Electric vehicles still face real-world obstacles to compete for dominance
Electric vehicles have made significant advances in the market, but still the number on the road compared to gasoline vehicles is quite small, only a small percentage at best. Sure, companies like Tesla, Nissan, and GM are making headway in the market, but it’s still in its infancy and has a long way to go. There are some barriers to that dream of everyone driving an electric car in the future. Let’s tackle some of these.
Here are five issues to consider and challenges for electric vehicles (electric vehicles) if they are to compete in the number of gasoline-powered cars each year:
1). Road tax subsidies – In many states, motor vehicle departments give registration discounts for electric vehicles, which means other car owners pay more, and some states say they can’t handle the reduction in income, so Those tax breaks will soon disappear, once again removing the incentives to buy a vehicle. EV, at a time when the electric vehicle market is starting to take off.

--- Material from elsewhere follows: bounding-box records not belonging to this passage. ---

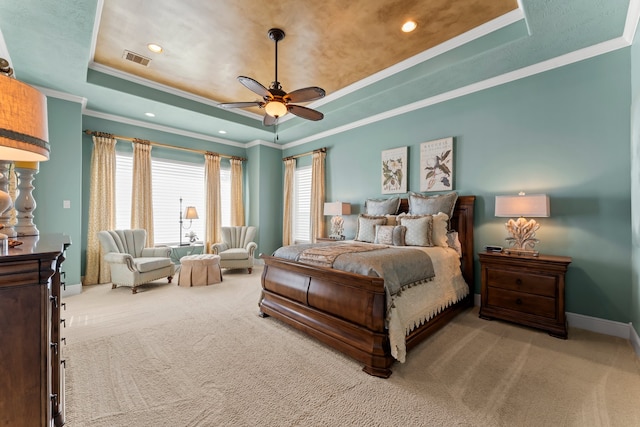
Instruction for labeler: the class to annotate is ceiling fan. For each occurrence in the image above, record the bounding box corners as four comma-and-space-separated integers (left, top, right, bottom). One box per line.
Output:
218, 28, 325, 126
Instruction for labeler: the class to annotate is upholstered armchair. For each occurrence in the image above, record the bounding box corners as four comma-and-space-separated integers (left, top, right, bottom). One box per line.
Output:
98, 229, 175, 294
211, 225, 258, 274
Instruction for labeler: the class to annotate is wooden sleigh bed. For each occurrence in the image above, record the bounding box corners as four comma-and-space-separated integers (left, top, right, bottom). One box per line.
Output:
259, 196, 475, 378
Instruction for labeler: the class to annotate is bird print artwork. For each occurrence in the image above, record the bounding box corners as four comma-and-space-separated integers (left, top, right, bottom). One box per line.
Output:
420, 138, 453, 191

2). Electricity Costs to Consumers: Consumers are now being charged more for electricity due to alternative energy power grid mandates. During times of drought, hydroelectric power declines and solar farms are generally placed in areas away from major metro users, meaning more transmission lines are making their way into the desert at a cost of billions of dollars. dollars + power is lost for every mile of transmission. The cost of solar energy is not cheap, nor is the cost of wind energy. Although both are becoming much more efficient, many of the previously built wind and solar farms need a decent ROI and their costs were higher than the costs of building new ones now. Rising electricity costs change the value and costs for consumers who charge their cars at home.
3). Electric Car Range: Proponents say it’s improving by leaps and bounds, TRUE. However, people have friends who own electric cars and have heard that their range is not as good as previously promised. That customer sentiment and perception is a public relations problem that the EV industry must overcome and it will take time to reverse, affecting sales in the short term.

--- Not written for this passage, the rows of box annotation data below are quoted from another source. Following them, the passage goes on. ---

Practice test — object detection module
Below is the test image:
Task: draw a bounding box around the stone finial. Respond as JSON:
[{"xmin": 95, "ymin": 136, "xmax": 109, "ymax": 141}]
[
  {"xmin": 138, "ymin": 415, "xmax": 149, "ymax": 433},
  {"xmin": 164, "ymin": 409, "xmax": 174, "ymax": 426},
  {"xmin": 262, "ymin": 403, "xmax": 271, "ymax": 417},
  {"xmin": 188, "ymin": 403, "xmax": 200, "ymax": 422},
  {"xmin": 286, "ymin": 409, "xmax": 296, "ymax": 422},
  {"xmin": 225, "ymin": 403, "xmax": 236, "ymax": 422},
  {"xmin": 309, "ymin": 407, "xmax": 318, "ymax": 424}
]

4). Lack of Charging Stations – Advocates point out that Tesla is working on this EV charging station issue, and yes, they are good for them, but not everyone has a Tesla or can afford one. As prices drop, can Tesla still offer this? What about other smaller EV buyers? Because if we want full adoption, people need charging stations to be able to travel, not just drive around the area. Electric vehicles limit consumers’ travel options, and since these vehicles cost more on average than regular cars, people will continue to buy what they are used to. The electric vehicle industry will need to sell several million cars a year before full adoption will be achieved.

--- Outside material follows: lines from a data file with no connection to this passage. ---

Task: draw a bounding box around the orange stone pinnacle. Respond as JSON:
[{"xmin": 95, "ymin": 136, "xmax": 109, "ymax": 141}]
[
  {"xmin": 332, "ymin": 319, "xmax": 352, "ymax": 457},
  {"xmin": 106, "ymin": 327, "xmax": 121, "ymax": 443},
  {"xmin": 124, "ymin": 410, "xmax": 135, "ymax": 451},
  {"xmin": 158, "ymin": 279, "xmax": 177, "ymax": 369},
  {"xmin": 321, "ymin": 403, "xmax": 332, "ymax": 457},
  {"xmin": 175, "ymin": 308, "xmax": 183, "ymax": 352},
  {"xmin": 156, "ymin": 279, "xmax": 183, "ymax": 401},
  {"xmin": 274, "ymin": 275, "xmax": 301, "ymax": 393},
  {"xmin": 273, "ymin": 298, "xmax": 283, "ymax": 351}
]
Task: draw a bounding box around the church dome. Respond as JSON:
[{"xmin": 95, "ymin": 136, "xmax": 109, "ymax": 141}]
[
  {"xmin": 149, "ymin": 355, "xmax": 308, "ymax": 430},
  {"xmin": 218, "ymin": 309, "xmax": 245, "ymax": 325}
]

5). Time to charge: Proponents point out that the time to charge EVS is drastically decreasing, yes, but again the perception is not yet in the minds of consumers. And not all electric cars are made equally or have similar battery technologies that allow them to charge faster. Being out of power and having to wait to drive your car is the same as being “stuck” and consumers hate the idea of that.
As we speak, engineers, scientists and industry professionals are working on these things, but there is a long way to go, that means many advantages, yes, but there is still a long way to go. Please consider this.